Why on Earth Are We Still Building Aircraft Carriers? via New Republic

This is a must read article. One thing that stands out to me.  If the aircraft carrier as a force projection platform is dead, then does that mean a missile equipped "battleship" with tons of CIWS make a comeback???  What would we want in a 21st century battleship?  Tons of long range missiles (both anti-air and land attack).  High speed?  Is it worth pursuing mini-nuclear reactors to power them and the lasers for close in defense?  Does it need conventional guns?  Does it need to be stealthy or are we gonna simply try and jam everything?  Does it need to be bigger than the Burke?  Bigger than the DD-1000?  Real interesting.  The Navy has alot of work to do if its serious about future combat.


via New Republic

Why bother building more supercarriers? Prestige is part of it. Big carriers have been useful for intimidating foreign nations when they behave badly. But carrier-killers call into question how long we can keep doing that. “Historically, the top leadership of military organizations has not abandoned obsolete prestige weapons until compelled to do so by a calamity,” Stephen Wrage, who teaches political science at the U.S. Naval Academy, says in Gregg Easterbrook’s 2021 book, The Blue Age. Easterbrook draws a comparison with the British Royal Navy’s fixation on its giant battleships on the eve of World War I. Told that the Germans were building newfangled underwater ships called submarines, “rather than adjust to a new reality, some in the British admiralty hoped that gliding below the waves could be declared piracy so that captured submariners could be hanged as common criminals.”

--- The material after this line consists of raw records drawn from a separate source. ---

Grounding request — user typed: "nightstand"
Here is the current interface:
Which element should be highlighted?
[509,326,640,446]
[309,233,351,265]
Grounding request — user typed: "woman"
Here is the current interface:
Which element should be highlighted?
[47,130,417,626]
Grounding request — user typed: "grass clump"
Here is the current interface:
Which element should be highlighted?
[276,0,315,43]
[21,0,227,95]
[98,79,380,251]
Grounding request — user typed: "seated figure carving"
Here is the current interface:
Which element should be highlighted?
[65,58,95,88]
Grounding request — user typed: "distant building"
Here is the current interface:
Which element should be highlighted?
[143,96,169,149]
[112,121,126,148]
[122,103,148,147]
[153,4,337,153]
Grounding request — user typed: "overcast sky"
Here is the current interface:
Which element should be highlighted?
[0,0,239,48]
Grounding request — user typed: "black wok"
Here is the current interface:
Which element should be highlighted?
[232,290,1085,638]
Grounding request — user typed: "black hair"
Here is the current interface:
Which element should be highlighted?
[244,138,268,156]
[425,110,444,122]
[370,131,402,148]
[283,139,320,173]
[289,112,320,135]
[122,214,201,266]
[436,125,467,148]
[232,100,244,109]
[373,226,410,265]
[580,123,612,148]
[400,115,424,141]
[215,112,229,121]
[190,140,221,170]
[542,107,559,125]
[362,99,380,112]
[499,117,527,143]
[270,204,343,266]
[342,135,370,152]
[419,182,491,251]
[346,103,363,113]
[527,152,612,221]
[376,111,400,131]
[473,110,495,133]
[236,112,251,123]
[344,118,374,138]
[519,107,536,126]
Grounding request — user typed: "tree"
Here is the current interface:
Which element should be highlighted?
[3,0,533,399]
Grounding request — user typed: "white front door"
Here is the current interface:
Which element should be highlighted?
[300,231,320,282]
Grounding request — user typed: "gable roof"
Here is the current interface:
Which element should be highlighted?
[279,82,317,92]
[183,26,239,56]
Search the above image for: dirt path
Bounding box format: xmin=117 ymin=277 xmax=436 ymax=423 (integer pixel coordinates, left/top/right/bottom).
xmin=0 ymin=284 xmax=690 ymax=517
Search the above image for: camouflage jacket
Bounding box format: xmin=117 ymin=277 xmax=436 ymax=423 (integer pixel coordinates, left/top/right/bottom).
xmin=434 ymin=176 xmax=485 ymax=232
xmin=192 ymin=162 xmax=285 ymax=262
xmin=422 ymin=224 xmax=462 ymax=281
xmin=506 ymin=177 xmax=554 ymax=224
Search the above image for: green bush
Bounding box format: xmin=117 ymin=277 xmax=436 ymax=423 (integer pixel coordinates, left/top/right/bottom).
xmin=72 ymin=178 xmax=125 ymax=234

Another argument for aircraft carriers is that there are efficiencies of scale in being able to cram up to 90 aircraft on a single carrier, as you can on the USS Gerald R. Ford. But Hendrix told me that the retirement of various aircraft types after the Cold War brought the number of aircraft aboard a supercarrier down closer to 60, and the new planes have much shorter range at the very moment when carriers have to situate themselves farther from their targets to avoid carrier-killers.


The best argument that defenders of aircraft carriers make is that it’s harder to hit one with a missile than you might think. Ford Class carriers have fighter jets that can intercept missiles. They travel with other ships that are armed to the teeth. What assets they don’t have we can give them. James Stavridis, a retired admiral and former supreme allied commander of NATO, reeled off to me a litany of possible improvements: lasers, cyberweapons, drones, deployment of special forces, and so on. Still, he said, in the meantime, we must “only move them close to China … when we are reasonably certain we can provide protection.” In an April appearance on conservative commentator Hugh Hewitt’s podcast, Stavridis went further, predicting that after the USS Doris Miller, the latest Ford Class carrier to begin construction, the Navy will shift to “another class of aircraft carrier” that’s “smaller, so we can build more of them,” with drones instead of manned aircraft.